Leprechaun: Origins is a thoroughly odious and disrespectful film to the franchise that, yes, in some ways, does deserve respect. The original Leprechaun film kickstarted the career of Friends actress Jennifer Aniston and provided another pint-sized serial-killer to go alongside the likes of Chucky and Tiffany from the Child's Play franchise. This origin story, which doesn't at all feel like an origin story, much less connected to the franchise the film is named after, does a miserable job at not only being loyal to its franchise but simply trying to maintain enough composure to act as a presentable horror film. It's the messiest and most abysmal horror film of 2014 thus far.
The film concerns a group of Irish backpackers, faceless and lacking in personality, like we'd expect, hiking through scenic Ireland. They are offered an old cabin in the outskirts of the Irish woods by a group of offputting locals as a place to sleep for the night. However, they soon realize upon entering the ominous cabin they are locked in and have no immediate way of escaping. That's when they find a vicious leprechaun lurking in the fireplace, and realize they are the leprechauns sacrifices, doomed to die by vicious mutilation.

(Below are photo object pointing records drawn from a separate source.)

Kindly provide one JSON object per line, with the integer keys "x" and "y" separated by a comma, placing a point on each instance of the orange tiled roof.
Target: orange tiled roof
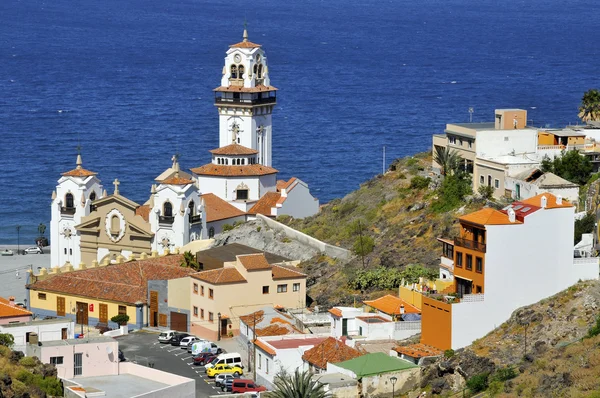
{"x": 390, "y": 305}
{"x": 125, "y": 283}
{"x": 143, "y": 211}
{"x": 266, "y": 348}
{"x": 550, "y": 201}
{"x": 254, "y": 262}
{"x": 218, "y": 209}
{"x": 220, "y": 276}
{"x": 336, "y": 312}
{"x": 418, "y": 350}
{"x": 265, "y": 204}
{"x": 212, "y": 169}
{"x": 330, "y": 350}
{"x": 8, "y": 310}
{"x": 233, "y": 149}
{"x": 280, "y": 272}
{"x": 488, "y": 216}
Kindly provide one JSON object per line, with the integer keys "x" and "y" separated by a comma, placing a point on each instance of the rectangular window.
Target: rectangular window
{"x": 479, "y": 265}
{"x": 282, "y": 288}
{"x": 56, "y": 360}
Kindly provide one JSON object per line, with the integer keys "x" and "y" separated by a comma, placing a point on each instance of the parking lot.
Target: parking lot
{"x": 144, "y": 349}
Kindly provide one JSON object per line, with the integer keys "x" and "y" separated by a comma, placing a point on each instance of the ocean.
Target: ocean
{"x": 131, "y": 82}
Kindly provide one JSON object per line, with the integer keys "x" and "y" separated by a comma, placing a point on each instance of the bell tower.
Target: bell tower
{"x": 245, "y": 100}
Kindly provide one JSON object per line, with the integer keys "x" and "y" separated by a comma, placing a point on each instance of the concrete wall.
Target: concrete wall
{"x": 330, "y": 250}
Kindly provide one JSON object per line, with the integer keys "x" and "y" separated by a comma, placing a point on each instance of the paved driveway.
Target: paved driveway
{"x": 143, "y": 348}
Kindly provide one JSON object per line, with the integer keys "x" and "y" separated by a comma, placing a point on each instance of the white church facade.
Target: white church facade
{"x": 89, "y": 225}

For the first time in the franchise's six film streak, Warwick Davis does not play the leprechaun. Instead, we have Dylan "Hornswoggle" Postl of WWE fame (as this film is brought to us by WWE Studios) filling in his duty, but it's not like that fact even matters. The original Leprechaun films, while often subpar in quality, found a delicate balance of witty humor coming from what Davis's leprechaun would do and say and brutal violence. He was smug, sarcastic, and would taunt his victims before often savagely murdering them. Postl is given no real dialog in the film, making the titular character not even good enough for a shred of personality or flair in his own film. In a franchise known for its idiocy and black comedy, why this element was excluded from the alleged origin story of the character is beyond me.

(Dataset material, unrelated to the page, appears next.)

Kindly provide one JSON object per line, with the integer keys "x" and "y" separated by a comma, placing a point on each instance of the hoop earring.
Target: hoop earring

However, if that was Leprechaun: Origins biggest problem, my rating would be a tad higher. The coffin-sealing nail here is the way editor Shawn Montgomery, writer Harris Wilkinson, and director Zach Lipovsky all handle the material. For starters, Montgomery edits the film in such a sloppy and disjointed manner that, when the leprechaun finally attacks, we can hardly decipher what is going on due to the fact that the pacing of the film unnaturally speeds up and the editing becomes a jumbled array of quick-cutting. We hardly even see what the leprechaun looks like, and when we briefly do, he is so interchangeable and so different in his appearance he might as well be a troll, a goblin, or anything other than what he is said to be. The editing cripples an already handcuffed picture that doesn't feel like giving its titular character any personality, much less screen-time, its human characters any identity, or its screenplay any remote wit and soul. In addition, Lipovsky doesn't seem to want to show any murders or gruesomeness on screen, which makes me question why even make a reboot or origin story to a genre that is predicated off such violence and brutality.
In addition, for an alleged origin story, Leprechaun: Origins feels distinctly modern in look, speech, equipment, and environment. If this film really focused on the origins of the leprechaun killer, wouldn't we be seeing a film set decades in the past, focusing on the first human interactions with such a deranged creature? It only adds to the mystery of an already baffling film that proves that if you suck everything that made previous installments of a horror franchise watchable and amusing out for another followup or reboot, you will get an abysmal, charmless feature film as a result.
Starring: Dylan "Hornswoggle" Postl, Stephanie Bennett, Teach Grant, Bruce Blain, and Adam Boys. Directed by: Zach Lipovsky.